Bu durumda mahkemece, davalı kooperatifin 11.08.2003 tarihli yönetim kurulu kararı gözetilerek, davalı kooperatifin genel kurul tutanağı, yönetim ve denetim kurulu raporları, gelir gider cetvelleri ve bilançosu öncelikle davacı kooperatiften, temin edilemez ise ilgili Ticaret Sicil Memurluğu"ndan veya anasözleşmenin 41. maddesi uyarınca Çevre ve Şehircilik Bakanlığı İl Müdürlüğü"nden getirtilip taraflar arasında daha önce görülmüş Erzurum 1. Asliye Hukuk Mahkemesi’nin 2008/347 Esas ve 2009/250 Karar sayılı dava dosyasındaki bilgi ve belgelerle birlikte kooperatif hesap ve uygulamaları konusunda uzman bilirkişi aracılığıyla inceleme yapılıp, genel kurul kararı olmasa dahi, zımnen peşin bedelli ortak olarak benimsenip benimsenmediği, yani davacının ortaklık statüsü tam olarak tespit edildikten sonra gerektiğinde Dairemizin ilk bozma kararı da gözetilerek bilirkişiden, açıklamalı, gerekçeli ve denetime elverişli bir rapor alınarak oluşacak uygun sonuç çerçevesinde bir karar verilmesi gerekirken, eksik incelemeye dayalı olarak yazılı şekilde hüküm kurulması doğru olmamıştır.
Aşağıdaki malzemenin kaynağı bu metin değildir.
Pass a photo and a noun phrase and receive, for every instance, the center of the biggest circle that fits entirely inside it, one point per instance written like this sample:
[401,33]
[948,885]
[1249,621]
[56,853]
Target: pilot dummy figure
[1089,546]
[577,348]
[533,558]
SONUÇ: Yukarıda açıklanan nedenlerle, davalı temsilcisinin temyiz itirazlarının kabulü ile hükmün, davalı yararına BOZULMASINA, peşin harcın istek halinde iadesine, kararın tebliğinden itibaren 15 gün içerisinde karar düzeltme yolu açık olmak üzere 28.04.2014 tarihinde oybirliğiyle karar verildi.